Artificial intelligence has taken a huge step forward, with a computer beating several players in a game of professional poker.
A computer program known as DeepStack, created by scientists from the University of Alberta in Canada, defeated 11 professional poker players in a game of heads-up no-limit Texas Hold’em.
The International Federation of Poker recruited the players in December 2016 who have since played 3000 hands over four weeks against the program.
The report in the journal, Science, detailed all players were beat, “with only one outside the margin of statistical significance.”
This is the first computer program which has beaten this many professional poker players in a game with so many unknown variables.
The report revealed it was done so by bridging “the gap between approaches used for games of perfect information – like those used in checkers, chess, and Go – with those used for imperfect information games.”
It also referred to the program’s ability to develop a form of “intuition” honed through deep learning to reassess its strategy with each decision,” which enabled it to win.
Skill-based games require logic and reasoning, which is why poker has always been presented as a problem for artificial intelligence.
“It is the quintessential game of imperfect information in the sense that the players don’t have the same information or share the same perspective while they’re playing,” Principal investigator of DeepStack, Michael Bowling, said.
DeepStack uses a special technique known as continual re-solving, which lets the program determine the correct strategy for the given poker scenario, without forcing it to “think” about the whole game.

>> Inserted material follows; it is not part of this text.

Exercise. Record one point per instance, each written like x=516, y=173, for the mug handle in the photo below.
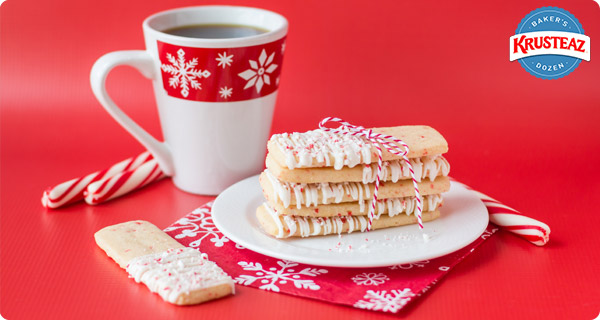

“We train our system to learn the value of situations,” said Mr Bowling.
“Each situation itself is a mini poker game.
“Instead of solving one big poker game, it solves millions of these little poker games, each one helping the system to refine its intuition of how the game of poker works.”
While poker players can take quite a long time determining their moves, DeepStack only requires three seconds of “thinking” time on average.
Computer scientists led by Carnegie Mellon University professor, Tuomas Sandholm, have also seen similar results with a program called Libratus.
Four professional heads-up no-limit Texas Hold’em players, including poker pro Jason Les, played 30,000 hands against the program, which eventually won.
Mr Les said the program was tougher than any other poker player he has played before.
“The best AI’s (artificial intelligence’s) ability to do strategic reasoning with imperfect information has now surpassed that of the best humans,” Mr Sandholm said.
Teaching computer programs to deal with covert information could eventually lead to real-life applications such as cyber security and business negotiations.